= Celblok H =

Dutch television series

Celblok H (working title Wentworth) is the Dutch adaptation of Wentworth, the Australian drama series about a women's prison divided in two camps. The series starred Isa Hoes. Produced by Willem Zijlstra, the series was broadcast at SBS6 between March 3, 2014, and March 27, 2017. The last twenty episodes are original scripts.

==Story==
Suzanne Kramer (Suus for intimacy) is a hairdresser sent to prison for her failed attempt to kill her abusive husband. Lex Holt and Freddie Hendriks are fighting for leadership of the prisoners, and choosing middle-ground is no option.
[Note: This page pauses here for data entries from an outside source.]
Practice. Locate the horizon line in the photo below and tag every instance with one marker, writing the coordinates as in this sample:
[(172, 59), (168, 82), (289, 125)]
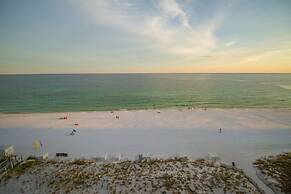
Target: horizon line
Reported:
[(108, 73)]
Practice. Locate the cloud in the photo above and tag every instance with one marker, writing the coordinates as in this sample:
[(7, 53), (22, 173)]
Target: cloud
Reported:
[(164, 25), (231, 43)]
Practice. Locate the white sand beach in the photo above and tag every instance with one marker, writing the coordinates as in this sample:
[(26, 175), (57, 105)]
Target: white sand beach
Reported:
[(246, 134)]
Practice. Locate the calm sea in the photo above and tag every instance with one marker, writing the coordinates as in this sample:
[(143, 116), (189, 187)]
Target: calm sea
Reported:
[(90, 92)]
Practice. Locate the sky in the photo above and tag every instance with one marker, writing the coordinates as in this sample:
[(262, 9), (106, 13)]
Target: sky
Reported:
[(145, 36)]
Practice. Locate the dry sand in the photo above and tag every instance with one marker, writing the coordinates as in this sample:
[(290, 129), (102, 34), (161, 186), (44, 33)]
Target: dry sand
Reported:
[(247, 134)]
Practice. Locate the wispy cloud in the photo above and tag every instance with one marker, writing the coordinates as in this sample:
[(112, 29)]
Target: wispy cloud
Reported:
[(230, 43), (167, 26)]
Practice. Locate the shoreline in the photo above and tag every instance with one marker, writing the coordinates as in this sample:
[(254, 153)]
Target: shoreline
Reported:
[(152, 109), (232, 118), (246, 134)]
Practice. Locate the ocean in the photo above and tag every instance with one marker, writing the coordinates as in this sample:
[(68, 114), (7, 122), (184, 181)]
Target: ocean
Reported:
[(99, 92)]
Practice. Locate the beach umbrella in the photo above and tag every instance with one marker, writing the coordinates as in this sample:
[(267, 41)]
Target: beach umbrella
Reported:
[(37, 145)]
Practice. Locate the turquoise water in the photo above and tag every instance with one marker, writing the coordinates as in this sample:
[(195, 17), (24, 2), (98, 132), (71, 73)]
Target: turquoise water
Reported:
[(90, 92)]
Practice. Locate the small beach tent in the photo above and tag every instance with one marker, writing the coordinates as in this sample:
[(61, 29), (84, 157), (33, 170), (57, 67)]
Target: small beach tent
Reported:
[(6, 150)]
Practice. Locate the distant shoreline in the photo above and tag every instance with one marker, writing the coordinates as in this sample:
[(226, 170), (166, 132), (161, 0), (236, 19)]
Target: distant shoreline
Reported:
[(152, 109), (256, 118)]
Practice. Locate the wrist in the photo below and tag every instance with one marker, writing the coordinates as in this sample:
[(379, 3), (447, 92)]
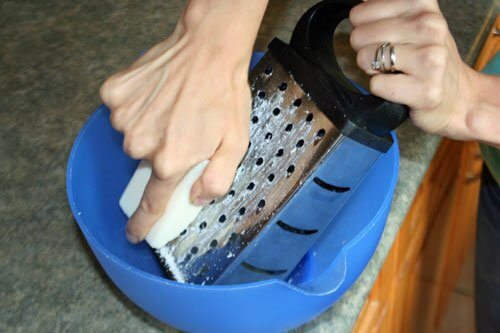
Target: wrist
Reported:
[(230, 26), (483, 114)]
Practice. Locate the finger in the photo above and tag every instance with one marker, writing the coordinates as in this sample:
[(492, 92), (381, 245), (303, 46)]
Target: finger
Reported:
[(376, 10), (219, 173), (405, 58), (425, 29), (153, 204), (405, 89)]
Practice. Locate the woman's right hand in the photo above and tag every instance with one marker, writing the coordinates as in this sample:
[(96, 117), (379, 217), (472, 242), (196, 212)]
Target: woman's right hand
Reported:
[(186, 100)]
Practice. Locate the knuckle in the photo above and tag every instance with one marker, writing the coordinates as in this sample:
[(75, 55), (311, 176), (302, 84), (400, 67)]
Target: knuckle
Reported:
[(431, 25), (355, 38), (132, 145), (109, 91), (150, 206), (433, 94), (214, 184), (355, 15), (116, 119), (362, 60), (164, 168), (433, 56), (375, 85)]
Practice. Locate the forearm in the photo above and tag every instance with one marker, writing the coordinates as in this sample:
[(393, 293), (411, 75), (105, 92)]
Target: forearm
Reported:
[(229, 26), (483, 119)]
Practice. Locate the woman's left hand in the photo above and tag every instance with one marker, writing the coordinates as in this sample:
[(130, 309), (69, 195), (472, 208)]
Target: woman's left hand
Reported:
[(430, 77)]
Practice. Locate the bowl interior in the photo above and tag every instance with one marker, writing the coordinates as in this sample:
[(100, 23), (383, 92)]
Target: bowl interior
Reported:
[(99, 171)]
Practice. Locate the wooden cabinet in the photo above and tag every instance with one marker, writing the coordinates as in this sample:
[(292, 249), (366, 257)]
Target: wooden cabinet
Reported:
[(414, 285), (413, 288)]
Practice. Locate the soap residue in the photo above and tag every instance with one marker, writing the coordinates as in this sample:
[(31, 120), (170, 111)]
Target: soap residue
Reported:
[(172, 265)]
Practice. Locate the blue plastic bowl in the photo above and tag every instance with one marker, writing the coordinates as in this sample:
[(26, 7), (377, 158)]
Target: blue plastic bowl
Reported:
[(98, 172)]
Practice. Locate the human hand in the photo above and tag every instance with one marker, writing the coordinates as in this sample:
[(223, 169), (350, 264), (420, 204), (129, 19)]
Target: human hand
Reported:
[(186, 100), (440, 90)]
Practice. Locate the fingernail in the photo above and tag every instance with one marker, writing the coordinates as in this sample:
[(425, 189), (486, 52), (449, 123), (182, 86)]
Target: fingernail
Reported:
[(131, 238), (201, 202)]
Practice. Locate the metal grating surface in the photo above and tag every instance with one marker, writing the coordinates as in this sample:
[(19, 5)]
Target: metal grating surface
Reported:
[(288, 137)]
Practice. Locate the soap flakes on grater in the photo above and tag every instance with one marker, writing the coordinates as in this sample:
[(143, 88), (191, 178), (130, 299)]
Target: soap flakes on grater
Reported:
[(284, 129)]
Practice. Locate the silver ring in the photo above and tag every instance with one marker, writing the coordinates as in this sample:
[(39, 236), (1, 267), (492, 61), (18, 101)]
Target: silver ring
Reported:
[(379, 63), (392, 56)]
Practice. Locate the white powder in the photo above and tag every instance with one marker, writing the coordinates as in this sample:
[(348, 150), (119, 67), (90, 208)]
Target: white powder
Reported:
[(172, 265)]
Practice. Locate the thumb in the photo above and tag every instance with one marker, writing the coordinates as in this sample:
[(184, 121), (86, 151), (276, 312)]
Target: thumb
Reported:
[(218, 176)]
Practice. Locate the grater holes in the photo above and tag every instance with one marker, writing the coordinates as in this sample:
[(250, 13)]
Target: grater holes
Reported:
[(261, 205)]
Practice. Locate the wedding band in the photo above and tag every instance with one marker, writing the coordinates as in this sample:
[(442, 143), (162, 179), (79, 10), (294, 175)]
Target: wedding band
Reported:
[(379, 63), (392, 56)]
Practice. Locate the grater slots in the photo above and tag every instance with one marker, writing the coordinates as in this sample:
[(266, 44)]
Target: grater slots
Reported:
[(312, 140)]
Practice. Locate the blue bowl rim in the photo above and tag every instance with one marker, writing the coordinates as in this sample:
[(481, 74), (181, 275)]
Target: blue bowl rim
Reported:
[(93, 241)]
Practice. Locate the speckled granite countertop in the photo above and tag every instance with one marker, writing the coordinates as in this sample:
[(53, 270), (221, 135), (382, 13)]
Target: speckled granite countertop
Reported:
[(53, 57)]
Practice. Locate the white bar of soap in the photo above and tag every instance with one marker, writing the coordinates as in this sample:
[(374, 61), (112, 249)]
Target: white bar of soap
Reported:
[(180, 212)]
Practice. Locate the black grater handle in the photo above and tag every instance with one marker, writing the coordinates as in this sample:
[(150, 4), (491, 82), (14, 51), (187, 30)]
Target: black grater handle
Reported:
[(310, 58)]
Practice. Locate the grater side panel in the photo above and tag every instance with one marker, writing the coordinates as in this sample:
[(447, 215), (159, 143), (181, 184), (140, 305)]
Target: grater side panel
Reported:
[(289, 137)]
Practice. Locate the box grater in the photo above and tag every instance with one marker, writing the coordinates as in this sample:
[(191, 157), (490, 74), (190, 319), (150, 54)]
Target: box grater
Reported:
[(313, 137)]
Suus struggles to make the right decision; she murders Holt and gets isolated for three months.

Freddie becomes the new topdog while the new directress, Agnes Binkhorst, appears to have a hidden agenda; ending the drug-schemes by any means necessary. Suus has her revenge on Lex's son Dylan, who killed her daughter; she gets life but also the respect of the other inmates. Freddie steps down to train as a lawyer, leaving Suus in charge.
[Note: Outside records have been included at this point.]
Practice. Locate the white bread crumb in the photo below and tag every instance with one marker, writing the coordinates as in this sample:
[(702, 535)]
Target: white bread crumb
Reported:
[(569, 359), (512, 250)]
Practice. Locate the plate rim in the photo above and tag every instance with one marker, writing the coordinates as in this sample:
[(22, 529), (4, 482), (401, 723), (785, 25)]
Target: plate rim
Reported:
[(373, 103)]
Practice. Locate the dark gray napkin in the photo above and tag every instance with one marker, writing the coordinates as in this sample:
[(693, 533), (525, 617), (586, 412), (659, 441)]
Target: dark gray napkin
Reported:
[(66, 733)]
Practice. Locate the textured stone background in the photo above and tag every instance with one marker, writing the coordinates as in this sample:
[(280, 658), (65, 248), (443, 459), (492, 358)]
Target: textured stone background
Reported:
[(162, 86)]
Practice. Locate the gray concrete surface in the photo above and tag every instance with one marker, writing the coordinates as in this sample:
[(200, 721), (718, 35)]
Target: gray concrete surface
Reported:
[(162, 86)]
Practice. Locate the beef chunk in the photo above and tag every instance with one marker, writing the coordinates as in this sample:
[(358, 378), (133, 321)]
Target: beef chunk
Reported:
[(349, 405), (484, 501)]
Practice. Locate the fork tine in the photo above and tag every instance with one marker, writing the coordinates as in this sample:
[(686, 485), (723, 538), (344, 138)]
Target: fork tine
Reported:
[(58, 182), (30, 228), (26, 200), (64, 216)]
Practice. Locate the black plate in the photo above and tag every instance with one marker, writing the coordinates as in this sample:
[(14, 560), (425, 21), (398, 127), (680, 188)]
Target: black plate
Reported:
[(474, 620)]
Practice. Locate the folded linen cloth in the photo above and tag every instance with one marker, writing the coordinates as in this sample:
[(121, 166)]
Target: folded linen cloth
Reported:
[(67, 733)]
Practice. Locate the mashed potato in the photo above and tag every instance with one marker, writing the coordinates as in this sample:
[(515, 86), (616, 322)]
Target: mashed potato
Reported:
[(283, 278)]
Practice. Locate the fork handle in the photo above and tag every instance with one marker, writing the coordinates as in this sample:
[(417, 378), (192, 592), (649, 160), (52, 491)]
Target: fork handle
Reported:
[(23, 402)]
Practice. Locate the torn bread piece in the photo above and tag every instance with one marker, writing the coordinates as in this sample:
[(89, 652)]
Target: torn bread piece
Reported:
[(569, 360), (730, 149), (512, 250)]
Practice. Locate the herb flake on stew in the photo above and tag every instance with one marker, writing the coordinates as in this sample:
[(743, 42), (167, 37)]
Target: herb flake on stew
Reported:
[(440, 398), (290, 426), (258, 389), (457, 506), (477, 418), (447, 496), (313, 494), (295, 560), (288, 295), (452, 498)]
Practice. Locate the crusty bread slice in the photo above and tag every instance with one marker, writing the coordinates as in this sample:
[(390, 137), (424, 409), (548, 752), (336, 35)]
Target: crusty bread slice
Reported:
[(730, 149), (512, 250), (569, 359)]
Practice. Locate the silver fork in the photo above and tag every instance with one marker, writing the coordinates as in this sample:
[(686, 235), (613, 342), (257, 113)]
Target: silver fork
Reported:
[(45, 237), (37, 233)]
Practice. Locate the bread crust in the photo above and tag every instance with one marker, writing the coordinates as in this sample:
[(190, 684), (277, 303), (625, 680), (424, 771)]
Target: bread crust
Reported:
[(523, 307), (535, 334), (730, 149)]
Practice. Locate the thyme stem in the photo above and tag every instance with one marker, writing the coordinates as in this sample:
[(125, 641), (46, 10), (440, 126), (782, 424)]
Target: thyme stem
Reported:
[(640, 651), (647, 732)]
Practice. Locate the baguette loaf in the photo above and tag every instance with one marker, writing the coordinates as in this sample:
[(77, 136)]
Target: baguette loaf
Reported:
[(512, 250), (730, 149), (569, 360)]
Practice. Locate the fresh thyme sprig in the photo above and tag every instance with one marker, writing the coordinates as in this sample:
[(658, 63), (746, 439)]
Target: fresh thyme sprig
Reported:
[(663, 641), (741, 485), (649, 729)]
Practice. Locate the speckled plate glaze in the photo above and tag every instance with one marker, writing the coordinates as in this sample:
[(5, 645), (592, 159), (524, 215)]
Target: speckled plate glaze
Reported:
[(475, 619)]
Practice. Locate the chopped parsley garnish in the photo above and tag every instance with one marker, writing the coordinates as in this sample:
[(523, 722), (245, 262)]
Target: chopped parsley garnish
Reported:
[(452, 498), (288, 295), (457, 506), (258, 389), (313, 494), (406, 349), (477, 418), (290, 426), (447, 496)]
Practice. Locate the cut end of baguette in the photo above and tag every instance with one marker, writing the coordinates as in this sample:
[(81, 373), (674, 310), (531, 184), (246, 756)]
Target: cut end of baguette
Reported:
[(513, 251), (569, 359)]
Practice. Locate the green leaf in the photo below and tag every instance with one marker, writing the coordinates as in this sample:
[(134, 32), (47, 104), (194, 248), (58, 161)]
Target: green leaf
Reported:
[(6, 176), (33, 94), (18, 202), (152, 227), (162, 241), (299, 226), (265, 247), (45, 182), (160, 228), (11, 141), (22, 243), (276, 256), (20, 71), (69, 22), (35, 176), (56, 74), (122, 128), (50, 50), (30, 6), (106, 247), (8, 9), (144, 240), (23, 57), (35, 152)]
The novelty of being top dog eventually wears off; Suus realises she is in deep trouble. Binkhorst wants to get rid of her because she has been used. An attempt to burn down the place leads to Binkhorst being imprisoned herself.

Binkhorst joins forces with Caat Bergsma, an angry feminist who succeeded in murdering Suus's husband. Meanwhile, her trial is suspended because none of the testifiers chose to appear in court. Suus manages to get Binkhorst framed after all, but gives her own life in the process.